Remarks by AIT Deputy Director Raymond F. Greene
at SEMICON Talent Cultivation Symposium
September 23, 2020
(as prepared for delivery)
Executive Yuan Office of Science and Technology (BOST) Executive Secretary Tsai Zse-hong, Institute for Information Industry (III) President Cho Cheng-Hung, SEMI President Terry Tsao, distinguished guests, ladies and gentlemen, wu an!
It is my great pleasure to be here today to offer opening remarks at the first SEMICON Talent Cultivation Symposium.
We are all here today because we recognize a simple truth: Talent is the key to realize virtually all of Taiwan’s economic policy objectives, including transitioning to an innovation-based economy, internationalizing Taiwan’s workforce, and becoming a digital nation.
Since its inception in July 2019, the Talent Circulation Alliance has been an important platform for AIT, Taiwan’s government, and private sector partners to promote the circulation of talent between Taiwan, the United States, and other like-minded partners, with the goal of cultivating a deep pool of capable, internationally-integrated, and digitally-savvy professionals.

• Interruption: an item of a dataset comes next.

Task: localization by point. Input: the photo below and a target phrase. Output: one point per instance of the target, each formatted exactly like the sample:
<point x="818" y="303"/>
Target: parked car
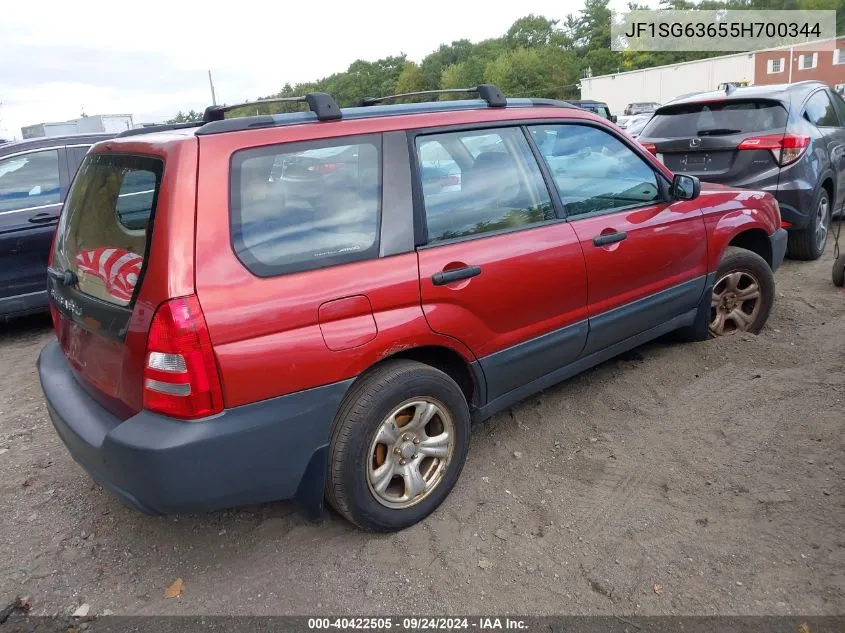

We believe that if Taiwan’s top talent is deeply connected with the free and open Indo-Pacific then its future will likewise remain centered in the democratic world.
Let me be clear: Talent is at the core of the semiconductor industry, which is at the core of Taiwan’s economy. We can spare no effort to attract and retain this critical resource. Taiwan’s semiconductor industry is the world’s envy but to maintain its leading edge, we must all advance our efforts to help Taiwan develop and maintain top talent.
So how can we work together, public and private sector, to achieve this goal?
As mentioned in the American Chamber of Commerce’s Annual White Paper’s chapter on talent circulation, there are many was to do that. Today I would like to comment on two specific ideas related to Talent cultivation.
First, we believe that Taiwan should continue to bolster skills in STEM related education, but not at the expense of building a global worldview in the next generation of leaders. In today’s world, it is not enough to simply excel in technical areas. The next generation of leaders in the semiconductor industry need to have a global outlook on top of technical know-how.
Taiwan needs to equip its workforce with strong communication, leadership, and English language skills and encourage its talent to develop an international mindset and seek international opportunities. In this digital age, Taiwan should expand the opportunity for Taiwan students to gain educational and professional experience abroad.
Second, Taiwan should continue to prioritize the cultivation of internationally connected and tech-savvy workers. Taiwan faces an talent shortage, but the substantial foreign talent already on the island can go a long way in filling this gap. Taiwan should be more confident in welcoming foreign talent to Taiwan, recognizing that it is not a zero-sum competition with the local workforce.
One way to do this is to enact foreign-talent-friendly immigration regulations that will make it easier to integrate foreign talent already on Taiwan. Most urgently, regulations should address hiring restrictions that create challenges for foreign job seekers, HR managers, and hiring companies.
Currently, the achievement of certain revenue benchmarks determines the number of visas a company may sponsor. That system is especially limiting for startups at a time when various Taiwan cities and counties are working to stimulate startup activity.
In closing, I would like to thank the organizers of this event who represent some of the most dynamic private sector companies and most important public sector partners. We often describe our partnership with Taiwan with the phrase “Real Friends, Real Progress” (真朋友, 真進展) and together, as partners in the TCA, we can continue to promote and protect Taiwan’s greatest natural resource: its talent. Thank you.